The authorities are targeting current and former soccer officials on charges that include racketeering, money laundering and fraud, the report said. The focus of the new arrest spree is on South and Central American sporting leaders.
At least some of the arrests took place at the Baur au Lac hotel, the same place where several FIFA officials were arrested in May, the newspaper said. At the time, 18 people of 12 nationalities were charged.
On the new arrest list are Alfredo Hawit of Honduras, the president of regional soccer confederation Concacaf, and Juan Ángel Napout of Paraguay, who heads Conmebol, the South American confederation. Both are FIFA vice presidents and members of the FIFA Executive Committee, the New York Times said. FIFA’s longtime president Sepp Blatter was not on the list, the newspaper said.

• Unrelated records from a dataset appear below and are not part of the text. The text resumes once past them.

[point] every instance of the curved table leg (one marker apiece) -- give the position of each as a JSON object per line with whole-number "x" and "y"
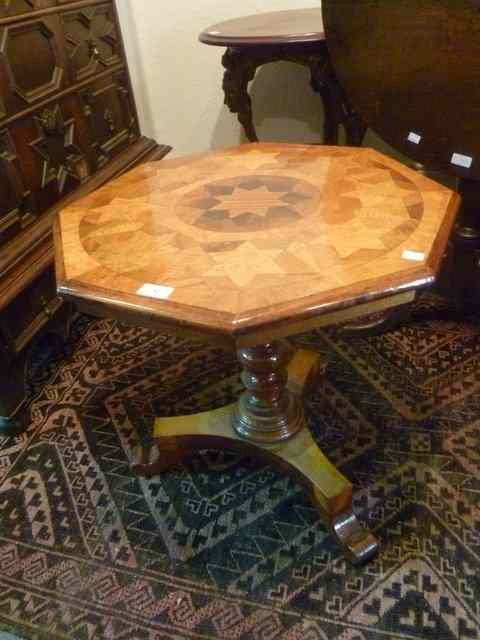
{"x": 239, "y": 72}
{"x": 380, "y": 323}
{"x": 298, "y": 454}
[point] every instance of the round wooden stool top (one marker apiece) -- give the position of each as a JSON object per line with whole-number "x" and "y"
{"x": 296, "y": 26}
{"x": 254, "y": 239}
{"x": 412, "y": 69}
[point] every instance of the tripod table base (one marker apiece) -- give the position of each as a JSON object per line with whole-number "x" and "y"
{"x": 179, "y": 437}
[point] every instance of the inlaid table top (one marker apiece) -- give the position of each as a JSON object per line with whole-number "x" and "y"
{"x": 294, "y": 26}
{"x": 239, "y": 241}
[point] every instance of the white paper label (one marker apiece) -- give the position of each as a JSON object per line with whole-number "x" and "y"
{"x": 414, "y": 137}
{"x": 416, "y": 256}
{"x": 461, "y": 160}
{"x": 155, "y": 291}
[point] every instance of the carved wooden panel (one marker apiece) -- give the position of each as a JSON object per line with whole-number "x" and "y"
{"x": 92, "y": 40}
{"x": 66, "y": 110}
{"x": 109, "y": 108}
{"x": 18, "y": 7}
{"x": 32, "y": 61}
{"x": 52, "y": 145}
{"x": 16, "y": 211}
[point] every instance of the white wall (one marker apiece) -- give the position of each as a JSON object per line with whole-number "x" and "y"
{"x": 177, "y": 80}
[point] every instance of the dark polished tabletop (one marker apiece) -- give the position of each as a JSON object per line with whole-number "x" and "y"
{"x": 295, "y": 26}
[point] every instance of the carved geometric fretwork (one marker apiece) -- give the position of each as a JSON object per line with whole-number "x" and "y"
{"x": 32, "y": 60}
{"x": 110, "y": 118}
{"x": 92, "y": 40}
{"x": 15, "y": 199}
{"x": 62, "y": 159}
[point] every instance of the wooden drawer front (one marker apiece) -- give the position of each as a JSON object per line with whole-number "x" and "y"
{"x": 92, "y": 41}
{"x": 109, "y": 107}
{"x": 36, "y": 300}
{"x": 33, "y": 65}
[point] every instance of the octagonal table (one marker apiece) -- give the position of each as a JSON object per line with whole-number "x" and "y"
{"x": 245, "y": 247}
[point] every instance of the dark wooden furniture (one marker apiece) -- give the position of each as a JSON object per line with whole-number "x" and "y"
{"x": 295, "y": 36}
{"x": 411, "y": 69}
{"x": 67, "y": 125}
{"x": 245, "y": 247}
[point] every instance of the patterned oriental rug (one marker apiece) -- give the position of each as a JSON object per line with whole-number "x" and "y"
{"x": 225, "y": 547}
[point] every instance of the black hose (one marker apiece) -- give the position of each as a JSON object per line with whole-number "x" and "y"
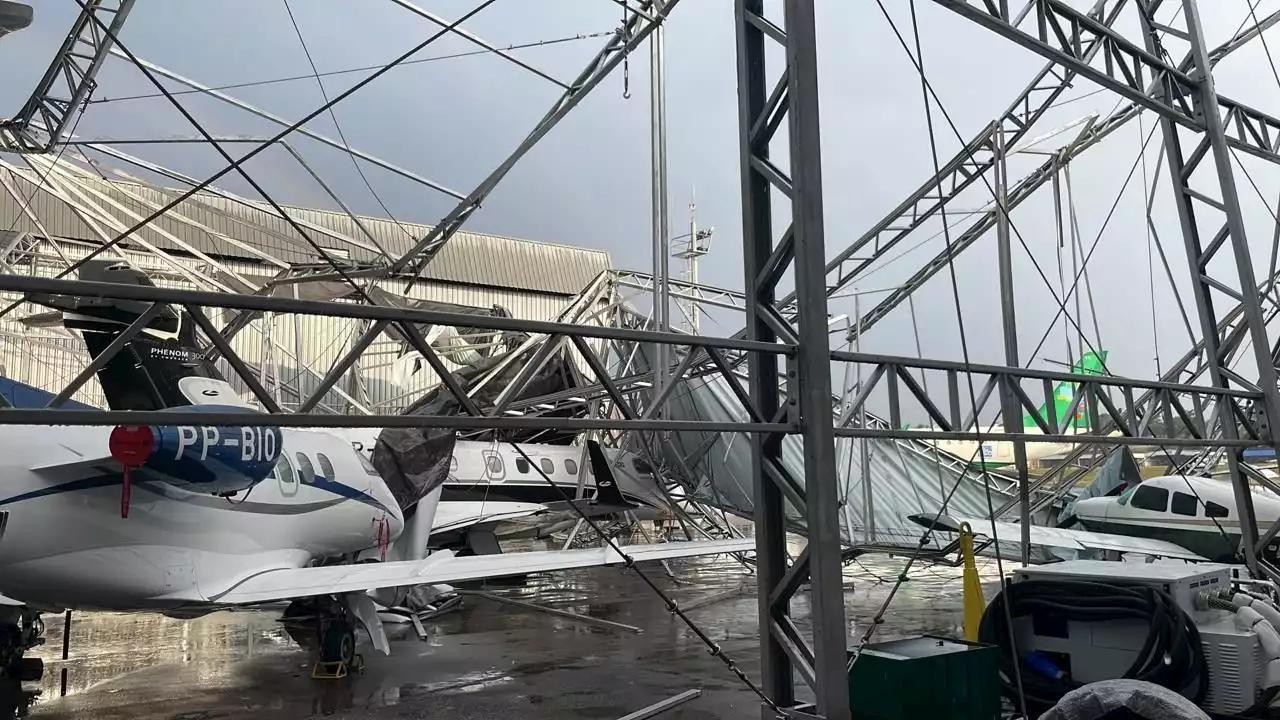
{"x": 1171, "y": 655}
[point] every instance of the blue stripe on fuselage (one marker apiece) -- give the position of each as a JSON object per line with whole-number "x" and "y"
{"x": 333, "y": 487}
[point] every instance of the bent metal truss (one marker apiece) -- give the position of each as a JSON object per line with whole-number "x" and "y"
{"x": 785, "y": 347}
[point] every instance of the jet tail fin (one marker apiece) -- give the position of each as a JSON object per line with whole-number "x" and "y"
{"x": 1089, "y": 364}
{"x": 606, "y": 484}
{"x": 151, "y": 370}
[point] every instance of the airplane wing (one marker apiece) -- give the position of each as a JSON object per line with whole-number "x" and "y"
{"x": 461, "y": 514}
{"x": 444, "y": 568}
{"x": 1061, "y": 537}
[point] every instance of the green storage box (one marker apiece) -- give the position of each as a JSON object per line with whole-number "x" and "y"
{"x": 926, "y": 678}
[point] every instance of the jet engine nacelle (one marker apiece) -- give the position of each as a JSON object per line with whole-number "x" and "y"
{"x": 209, "y": 459}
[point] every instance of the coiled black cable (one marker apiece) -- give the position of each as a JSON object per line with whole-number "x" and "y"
{"x": 1171, "y": 655}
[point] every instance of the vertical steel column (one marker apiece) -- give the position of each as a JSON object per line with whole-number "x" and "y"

FIFA said it was aware of the arrests but did not give details.
"FIFA became aware of the actions taken today by the US Department of Justice. FIFA will continue to cooperate fully with the US investigation as permitted by Swiss law, as well as with the investigation being led by the Swiss Office of the Attorney General," a statement said.
The arrests come as the FIFA Executive Committee is meeting in Zurich this week to approve reforms that would address concerns of soccer sponsors and ease pressure from law enforcement. In February 2016, FIFA is due to elect a replacement for Blatter, who is currently under suspension. The official said the US is taking revenge on the international organization for not been chosen to host the 2022 World Cup.
The ongoing FIFA corruption scandal is a controversial issue, particularly because of the way US justice officials claimed jurisdiction over crimes allegedly committed overseas. American law had been enforced against foreign citizens in numerous cases, where links to the US had been slim at best, such as the use of US banks in alleged corruption schemes in the FIFA investigation.